Conductor, Leslie Woodgate
Gwladys Naish (Soprano)
Sir Julius Benedict, though counted as among our English composers, was really a German who made his home with us. He occupied a leading place in the Victorian world of music; for about forty years he was looked up to as one of its leaders.
Remembered now almost wholly by his opera, The Lily of Killarney, he won several successes, not only in that direction, but in sacred oratorios and cantatas. He left besides some purely orchestral music which is still occasionally played.
These brilliant concert variations on the well-known 'Carnival of Venice' air were long among his most popular drawing-room pieces.
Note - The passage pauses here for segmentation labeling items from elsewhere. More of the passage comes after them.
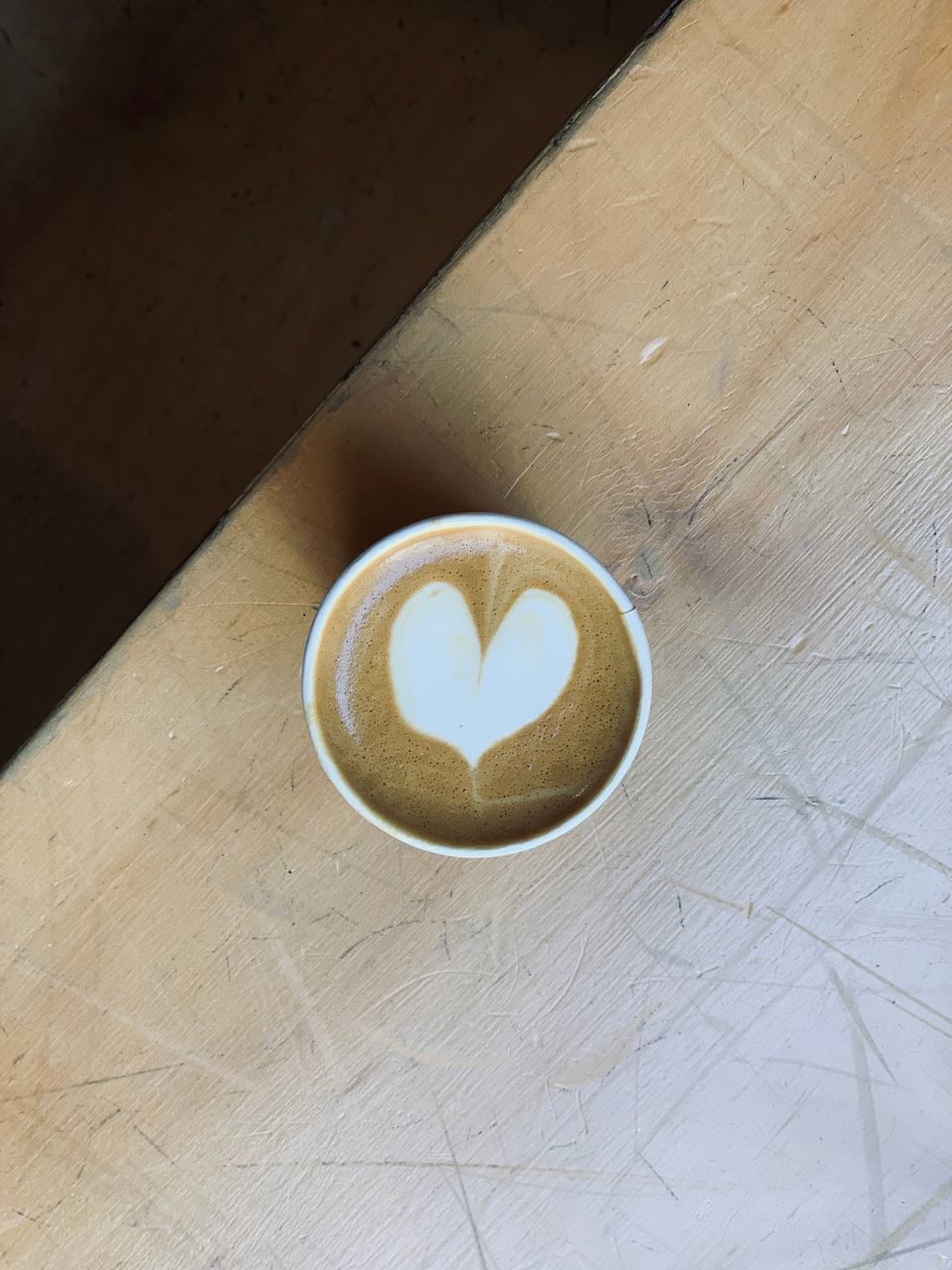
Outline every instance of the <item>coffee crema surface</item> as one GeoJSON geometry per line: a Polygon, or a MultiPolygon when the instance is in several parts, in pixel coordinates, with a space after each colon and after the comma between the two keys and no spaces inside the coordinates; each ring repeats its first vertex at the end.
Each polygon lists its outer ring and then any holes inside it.
{"type": "Polygon", "coordinates": [[[434,530],[368,561],[315,662],[331,759],[383,820],[433,843],[556,828],[611,780],[640,681],[617,603],[531,531],[434,530]]]}

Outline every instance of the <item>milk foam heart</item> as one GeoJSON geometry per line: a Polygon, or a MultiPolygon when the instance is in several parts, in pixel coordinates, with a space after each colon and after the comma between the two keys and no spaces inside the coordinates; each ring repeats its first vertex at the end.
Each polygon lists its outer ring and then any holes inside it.
{"type": "Polygon", "coordinates": [[[545,714],[575,667],[571,610],[538,587],[522,592],[482,650],[472,612],[447,582],[400,608],[390,634],[390,678],[404,721],[457,749],[471,767],[545,714]]]}

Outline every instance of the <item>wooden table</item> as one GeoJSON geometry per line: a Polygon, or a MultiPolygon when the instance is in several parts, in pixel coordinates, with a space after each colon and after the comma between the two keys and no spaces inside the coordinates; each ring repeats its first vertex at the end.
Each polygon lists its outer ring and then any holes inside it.
{"type": "Polygon", "coordinates": [[[0,1261],[946,1264],[951,48],[684,5],[6,773],[0,1261]],[[658,672],[623,791],[475,862],[352,814],[297,685],[470,507],[658,672]]]}

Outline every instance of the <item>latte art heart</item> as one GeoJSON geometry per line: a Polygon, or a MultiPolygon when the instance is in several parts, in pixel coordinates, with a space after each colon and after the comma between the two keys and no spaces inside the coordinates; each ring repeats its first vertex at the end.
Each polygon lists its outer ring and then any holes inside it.
{"type": "Polygon", "coordinates": [[[550,591],[523,591],[484,652],[461,592],[432,582],[393,620],[390,679],[407,726],[452,745],[475,768],[555,705],[578,650],[571,610],[550,591]]]}

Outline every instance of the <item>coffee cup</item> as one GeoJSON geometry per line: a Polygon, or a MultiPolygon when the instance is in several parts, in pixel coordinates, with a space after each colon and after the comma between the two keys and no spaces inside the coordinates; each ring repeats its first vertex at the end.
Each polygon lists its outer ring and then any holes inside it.
{"type": "Polygon", "coordinates": [[[571,538],[443,516],[333,584],[302,696],[326,775],[367,820],[439,855],[512,855],[617,787],[645,734],[651,657],[626,593],[571,538]]]}

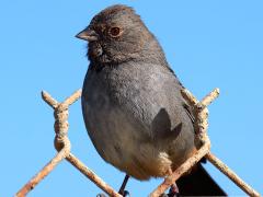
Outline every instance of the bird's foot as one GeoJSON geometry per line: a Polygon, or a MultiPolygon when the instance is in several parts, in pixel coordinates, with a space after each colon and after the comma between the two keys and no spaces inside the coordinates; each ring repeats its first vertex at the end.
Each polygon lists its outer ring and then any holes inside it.
{"type": "Polygon", "coordinates": [[[168,193],[168,197],[179,197],[179,188],[176,184],[172,184],[169,193],[168,193]]]}
{"type": "Polygon", "coordinates": [[[124,190],[123,193],[118,193],[118,194],[123,195],[123,197],[130,197],[129,192],[127,190],[124,190]]]}

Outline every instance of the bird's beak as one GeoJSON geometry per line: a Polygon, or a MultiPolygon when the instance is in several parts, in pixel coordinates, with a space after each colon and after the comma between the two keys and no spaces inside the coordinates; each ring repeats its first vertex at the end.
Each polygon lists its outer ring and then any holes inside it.
{"type": "Polygon", "coordinates": [[[88,42],[98,40],[98,34],[93,30],[85,28],[76,35],[77,38],[84,39],[88,42]]]}

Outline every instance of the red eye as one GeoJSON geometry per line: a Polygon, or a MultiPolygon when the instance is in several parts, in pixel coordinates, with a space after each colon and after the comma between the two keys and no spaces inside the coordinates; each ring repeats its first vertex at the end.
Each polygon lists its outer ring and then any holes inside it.
{"type": "Polygon", "coordinates": [[[119,34],[121,34],[121,28],[119,27],[112,27],[111,30],[110,30],[110,34],[111,34],[111,36],[113,36],[113,37],[117,37],[117,36],[119,36],[119,34]]]}

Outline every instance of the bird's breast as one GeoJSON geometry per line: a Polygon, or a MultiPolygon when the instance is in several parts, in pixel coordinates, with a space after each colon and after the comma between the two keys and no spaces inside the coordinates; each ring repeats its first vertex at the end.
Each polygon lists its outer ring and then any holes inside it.
{"type": "MultiPolygon", "coordinates": [[[[171,100],[176,83],[171,77],[174,86],[167,88],[169,73],[128,66],[88,72],[82,93],[87,129],[100,155],[119,170],[139,179],[164,176],[173,162],[167,136],[176,139],[182,129],[173,112],[180,111],[179,101],[171,100]]],[[[180,143],[185,152],[187,140],[180,143]]]]}

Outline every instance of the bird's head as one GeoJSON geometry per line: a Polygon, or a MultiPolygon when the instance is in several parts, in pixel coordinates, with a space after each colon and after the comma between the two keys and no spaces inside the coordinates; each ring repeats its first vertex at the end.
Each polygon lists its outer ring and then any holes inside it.
{"type": "Polygon", "coordinates": [[[126,5],[112,5],[96,14],[78,38],[88,40],[92,62],[119,63],[138,59],[155,40],[140,16],[126,5]]]}

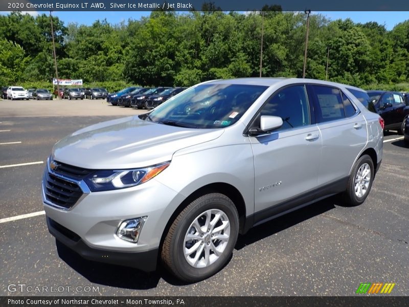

Few modern English composers of light and graceful music have earned our gratitude more fully than John Ansell, who was for some years the popular conductor of the London Wireless Orchestra, before the B.B.C. Orchestra was formed. Although in every way a thoroughly equipped musician, who is at home in the most serious realms of music, he has no great sympathy with any of the ultra-modern tendencies, nor with music of sombre and gloomy purport. He would have music bring more brightness into the daily round, and his own is all fresh and wholesome. The subjects he chooses are many and varied; but whether it be the merriment of children, the sea and ships, dances or shoes, he always leaves his hearer with a happy sense that the world is not so dull a place as he may have thought.